Producing the clean synthetic station data on the global scale is a complicated task that has now taken several years but we are close to completion of a version 1. We have collected together a list of known regionwide inhomogeneities and a comprehensive understanding of the many many different types of inhomogeneities that can affect station data. We have also considered a number of assessment options and decided to focus on levels 1 and 2 for assessment within the benchmark cycle. Our benchmarking working group is aiming for release of the first benchmarks by January 2015.

4 comments:

Gregor Vertacnik said...

I've just read the paper. Seems to be pretty interesting project and a chance for homogenisers to compete a little bit again :))

I would like to ask if the final results ought to be interpolated (for missing values) or only homogenised values are going to be compared?

The paper mentions that wrong trend sign could be problematic, but I would stress that only if the true and the homogenised trends are opposite and statistically significant. On the other hand, if both trends are insignificant, the sign doesn't matter very much.

I'm looking forward to seeing the benchmark dataset :)

Regards,

Gregor

Victor Venema said...

Gregor, does that mean that you would like to compete? That would be great! Everyone is invited.

I had thought that a global dataset is a bit too large to be homogenized with Craddock, though. :-) We will also select some smaller regions where people with less automatic and robust methods can show off their skills.

Filling (and later gridding) will not be studied in this first cycle of the ISTI, is my current understanding.

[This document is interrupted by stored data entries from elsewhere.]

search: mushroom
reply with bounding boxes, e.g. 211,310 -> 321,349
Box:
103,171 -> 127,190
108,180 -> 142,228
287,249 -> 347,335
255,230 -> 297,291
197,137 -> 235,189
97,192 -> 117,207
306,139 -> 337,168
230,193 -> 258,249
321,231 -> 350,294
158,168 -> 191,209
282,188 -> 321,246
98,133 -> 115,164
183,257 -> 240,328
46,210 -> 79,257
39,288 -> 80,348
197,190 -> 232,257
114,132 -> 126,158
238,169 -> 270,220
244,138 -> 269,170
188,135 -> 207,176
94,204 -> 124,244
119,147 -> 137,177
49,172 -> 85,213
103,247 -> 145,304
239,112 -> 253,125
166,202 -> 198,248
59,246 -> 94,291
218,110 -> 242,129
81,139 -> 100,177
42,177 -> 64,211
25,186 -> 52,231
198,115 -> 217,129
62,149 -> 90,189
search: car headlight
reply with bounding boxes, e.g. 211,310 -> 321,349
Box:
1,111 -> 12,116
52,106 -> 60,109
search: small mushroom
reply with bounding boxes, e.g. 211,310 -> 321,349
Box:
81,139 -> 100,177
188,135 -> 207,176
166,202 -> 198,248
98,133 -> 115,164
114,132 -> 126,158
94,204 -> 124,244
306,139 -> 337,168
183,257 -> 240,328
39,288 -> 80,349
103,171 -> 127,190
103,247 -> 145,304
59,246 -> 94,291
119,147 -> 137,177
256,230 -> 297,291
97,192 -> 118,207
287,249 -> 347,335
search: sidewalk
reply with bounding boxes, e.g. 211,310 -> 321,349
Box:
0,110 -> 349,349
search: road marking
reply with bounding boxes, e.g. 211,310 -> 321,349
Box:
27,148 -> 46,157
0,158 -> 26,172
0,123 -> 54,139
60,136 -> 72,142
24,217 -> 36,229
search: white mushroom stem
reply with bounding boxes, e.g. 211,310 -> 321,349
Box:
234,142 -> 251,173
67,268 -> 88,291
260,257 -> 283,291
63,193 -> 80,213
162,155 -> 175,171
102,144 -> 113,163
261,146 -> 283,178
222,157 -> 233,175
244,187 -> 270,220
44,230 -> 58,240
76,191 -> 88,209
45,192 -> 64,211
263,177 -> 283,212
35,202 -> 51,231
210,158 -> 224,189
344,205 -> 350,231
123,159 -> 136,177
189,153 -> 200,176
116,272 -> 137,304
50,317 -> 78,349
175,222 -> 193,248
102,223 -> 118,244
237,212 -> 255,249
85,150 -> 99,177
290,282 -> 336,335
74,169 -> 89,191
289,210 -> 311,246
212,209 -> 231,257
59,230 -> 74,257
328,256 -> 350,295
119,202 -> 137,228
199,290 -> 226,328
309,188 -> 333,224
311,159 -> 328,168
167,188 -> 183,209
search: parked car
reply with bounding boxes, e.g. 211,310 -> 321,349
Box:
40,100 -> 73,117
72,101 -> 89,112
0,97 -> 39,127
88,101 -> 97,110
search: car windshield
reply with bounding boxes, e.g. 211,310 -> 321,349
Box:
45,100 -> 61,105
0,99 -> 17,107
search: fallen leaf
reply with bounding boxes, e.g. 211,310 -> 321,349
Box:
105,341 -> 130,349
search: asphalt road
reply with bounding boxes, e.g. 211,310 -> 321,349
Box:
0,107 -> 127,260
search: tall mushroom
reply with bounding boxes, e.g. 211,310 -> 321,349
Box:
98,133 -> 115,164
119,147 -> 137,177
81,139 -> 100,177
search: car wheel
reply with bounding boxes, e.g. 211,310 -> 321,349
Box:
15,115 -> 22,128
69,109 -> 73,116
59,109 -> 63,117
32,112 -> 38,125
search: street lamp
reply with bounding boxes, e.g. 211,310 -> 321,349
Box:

That is a pity, but we are quite limited in manpower, it is basically a volunteer project. Funding agencies find impact studies for cauliflower agriculture more important.

You are right, the sign of the trend in the inhomogeneities does not matter. That should not have slipped through. :-(

Gregor Vertacnik said...

I intend (not sure yet if I will manage to do it) to compete with HOMER, not Craddock, to get some more hints about the reliability of our results regarding Slovenian climate time series.

I didn't mean the sign of the trend in the inhomogeneities, but the trend in data itself, i.e. trend in a homogenised time series vs. trend in a clean-world time series for the same station. For example, you get -0.3 °C/century for clean-world time series of Ljubljana and +0.2 °C/century after homogenisation. If the uncertainty at 5 % level is, let say +/- 1 °C/century (both trends insignificant), this is very different from the uncertainty of +/- 0.1 °C/century (both trends significant). This applies to Willet et al. (2014), Figure 2. You may consider statistics counting hits or faults regarding the sign & statistically significance of trends (e.g. trend is either positive significant or negative significant or insignificant).

Best regards,

Gregor

Victor Venema said...

Yes, the trend in the data itself is also not relevant (for relative homogenization methods).

I looked at Figure 2 again and think I now understand what you want to say. Yes, you need to take the uncertainty into account and because we work world wide, we probably also have to take the spatial variability in the climate and in the non-climatic changes into account. The results will depend on such considerations.

We have not worked much on the validation part. We did formulate some principles, but no specific error measures yet.